Noi giovani della FGCI, avevamo due campi di battaglia: convincere i Figli dei fiori nostrani che non eravamo meno moderni solo perché i ragazzi portavano un taglio “corto” di capelli e i baffetti orizzontali anziché arcuati  mentre le ragazze  si facevano la “messa in piega” in casa utilizzando un elettrodomestico simbolo del nuovo consumismo, il fon!!!…. e, nello stesso tempo, dovevamo subire le battute tra ironiche e severe dei compagni del Pci, autorevoli detentori della Linea Politica, del rigor storico-formale che bollavano i “capelloni” e le ragazze con la frangia sugli occhi e l’eyeliner marcato…  i primi come deficienti e le seconde non da meno, anzi con qualche aggettivo in più…… Mi rendo conto che possa, il mio, apparire giudizio frettoloso e schematico ma quella fu l’impressione. Del resto, allora, i giovani della FGCI non è che fossero coinvolti, per saperne di più, nelle elaborazioni  del PCI.

lenin

 Frequentavamo la Scuola di Partito, organizzata il sabato pomeriggio (sic!!!), nei locali della Sez. Tre Martiri, davanti al Caffè Giovannini, per impadronirci della nozione base del comunismo ovvero il plus valore, quasi un rito simile alla messa vespertina… ma ci vergognavamo di dire e di dirci tra ragazze che, in piena era di liberalizzazione dei costumi, non avevamo ancora avuto rapporti sessuali.
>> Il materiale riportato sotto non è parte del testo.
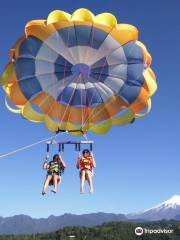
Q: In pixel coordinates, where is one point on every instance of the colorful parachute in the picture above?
(79, 72)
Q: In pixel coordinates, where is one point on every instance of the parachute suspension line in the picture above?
(29, 146)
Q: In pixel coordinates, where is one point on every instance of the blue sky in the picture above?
(137, 165)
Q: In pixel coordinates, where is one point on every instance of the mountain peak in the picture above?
(173, 200)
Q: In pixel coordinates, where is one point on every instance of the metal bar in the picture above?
(70, 142)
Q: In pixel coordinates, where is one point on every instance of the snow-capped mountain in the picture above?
(169, 209)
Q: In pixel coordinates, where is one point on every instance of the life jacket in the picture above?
(55, 167)
(86, 163)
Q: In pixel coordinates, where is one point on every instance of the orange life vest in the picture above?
(86, 163)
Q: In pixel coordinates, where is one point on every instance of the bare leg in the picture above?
(82, 181)
(55, 182)
(89, 179)
(46, 183)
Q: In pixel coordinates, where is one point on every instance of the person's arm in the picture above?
(93, 160)
(62, 162)
(78, 161)
(45, 165)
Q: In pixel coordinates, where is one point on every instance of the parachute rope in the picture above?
(28, 146)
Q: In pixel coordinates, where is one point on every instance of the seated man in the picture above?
(54, 170)
(85, 164)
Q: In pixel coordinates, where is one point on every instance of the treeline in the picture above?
(107, 231)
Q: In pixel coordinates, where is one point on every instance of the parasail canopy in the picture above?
(79, 72)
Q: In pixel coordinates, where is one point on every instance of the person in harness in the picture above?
(55, 168)
(85, 164)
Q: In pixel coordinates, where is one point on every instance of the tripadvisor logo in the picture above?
(140, 231)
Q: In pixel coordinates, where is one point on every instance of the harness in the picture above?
(86, 163)
(55, 167)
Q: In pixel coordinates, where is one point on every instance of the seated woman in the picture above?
(54, 170)
(85, 164)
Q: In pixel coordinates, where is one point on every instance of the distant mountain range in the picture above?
(169, 209)
(22, 224)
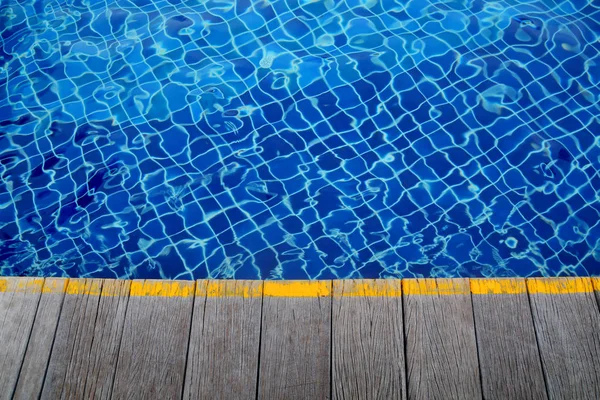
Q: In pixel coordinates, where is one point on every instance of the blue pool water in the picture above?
(299, 139)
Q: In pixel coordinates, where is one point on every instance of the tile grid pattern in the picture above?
(299, 140)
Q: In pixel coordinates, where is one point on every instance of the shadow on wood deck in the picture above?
(367, 339)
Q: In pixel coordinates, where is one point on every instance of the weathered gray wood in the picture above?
(295, 341)
(19, 298)
(567, 323)
(368, 340)
(70, 357)
(224, 342)
(153, 351)
(441, 351)
(31, 378)
(509, 358)
(108, 331)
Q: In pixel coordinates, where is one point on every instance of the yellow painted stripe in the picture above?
(89, 287)
(215, 288)
(348, 288)
(559, 285)
(157, 288)
(55, 285)
(114, 287)
(21, 285)
(435, 287)
(498, 286)
(297, 288)
(596, 284)
(368, 288)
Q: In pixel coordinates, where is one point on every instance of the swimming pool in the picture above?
(299, 139)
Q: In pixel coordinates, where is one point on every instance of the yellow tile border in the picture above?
(435, 286)
(297, 288)
(214, 288)
(336, 288)
(559, 286)
(367, 288)
(498, 286)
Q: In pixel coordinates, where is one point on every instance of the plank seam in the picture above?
(118, 352)
(62, 302)
(476, 340)
(331, 343)
(537, 342)
(94, 338)
(187, 349)
(404, 336)
(262, 302)
(37, 307)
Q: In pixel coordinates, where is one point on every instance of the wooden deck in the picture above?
(367, 339)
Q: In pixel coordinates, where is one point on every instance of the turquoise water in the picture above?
(299, 139)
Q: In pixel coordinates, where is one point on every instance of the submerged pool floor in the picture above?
(299, 139)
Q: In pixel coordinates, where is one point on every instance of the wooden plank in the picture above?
(509, 358)
(295, 341)
(368, 340)
(224, 342)
(19, 298)
(31, 378)
(108, 331)
(153, 353)
(70, 357)
(567, 323)
(441, 350)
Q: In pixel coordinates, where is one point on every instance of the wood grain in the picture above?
(368, 341)
(441, 350)
(508, 354)
(568, 332)
(224, 342)
(108, 331)
(153, 352)
(18, 305)
(31, 378)
(295, 348)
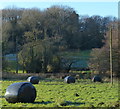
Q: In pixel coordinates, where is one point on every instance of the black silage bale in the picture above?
(23, 92)
(33, 79)
(69, 79)
(96, 79)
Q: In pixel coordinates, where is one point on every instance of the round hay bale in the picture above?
(69, 79)
(23, 92)
(33, 79)
(96, 79)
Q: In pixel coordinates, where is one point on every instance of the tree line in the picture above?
(38, 37)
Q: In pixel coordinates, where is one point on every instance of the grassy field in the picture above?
(56, 93)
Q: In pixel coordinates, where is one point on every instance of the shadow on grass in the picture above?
(67, 103)
(74, 103)
(43, 102)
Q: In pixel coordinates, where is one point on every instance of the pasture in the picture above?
(56, 93)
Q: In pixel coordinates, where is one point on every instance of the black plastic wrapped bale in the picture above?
(69, 79)
(33, 79)
(23, 92)
(96, 79)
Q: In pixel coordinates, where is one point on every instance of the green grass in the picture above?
(56, 93)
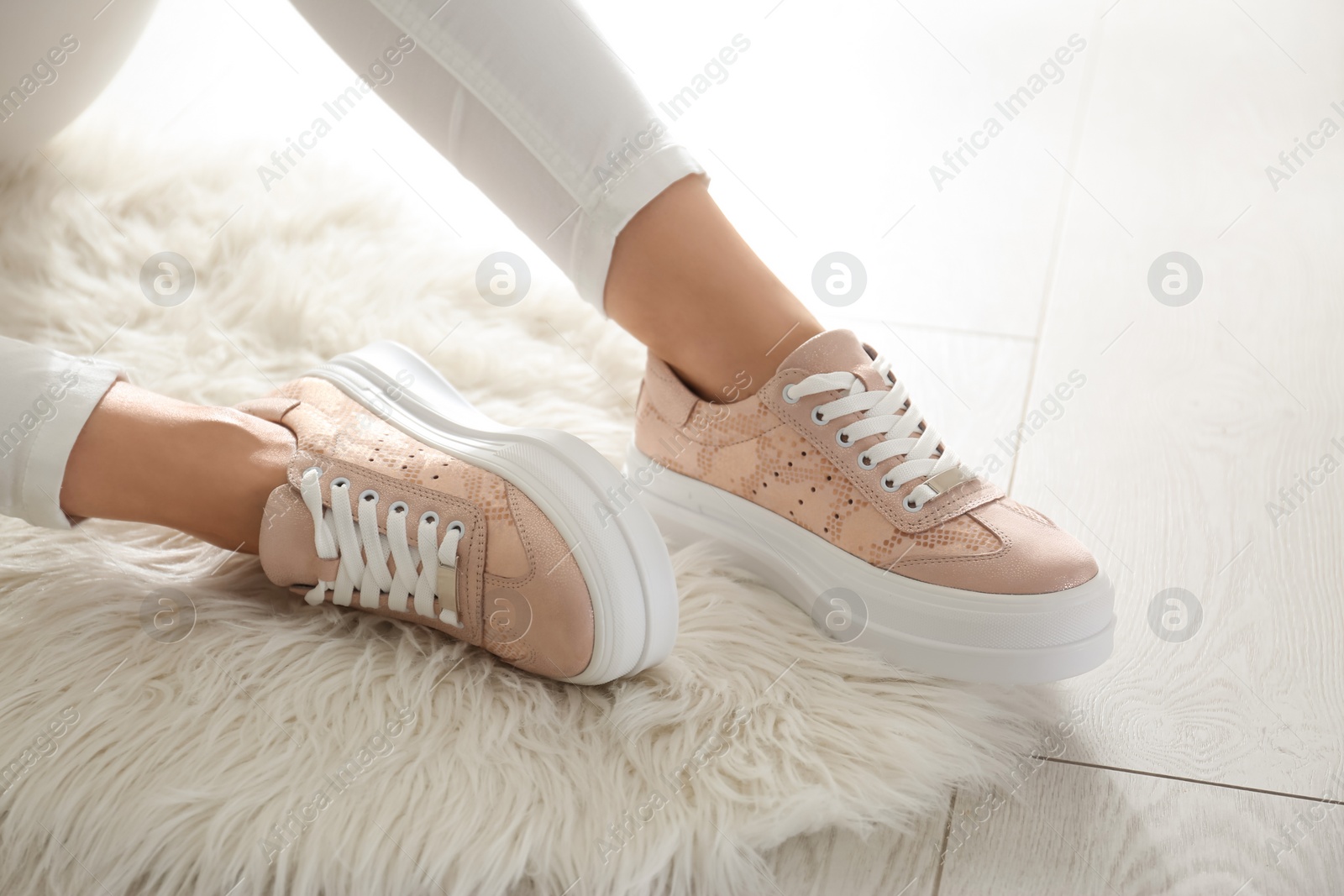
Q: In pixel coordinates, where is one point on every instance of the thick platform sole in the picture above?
(618, 550)
(999, 638)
Ho riletto con  tenerezza un mio articolo sull’Ordine Futuro, giornale della FGCI, che inneggiava all’uso della pillola prendendo le distanza dall’enciclica papale, quando la  mia  sfera delle relazioni sessuali era inesistente.

 Naturalmente sto riportando sensazioni flash per rifarmi al vissuto di quel periodo e non solo al pensato, su cui, peraltro, tanti più autorevoli di me si sono espressi.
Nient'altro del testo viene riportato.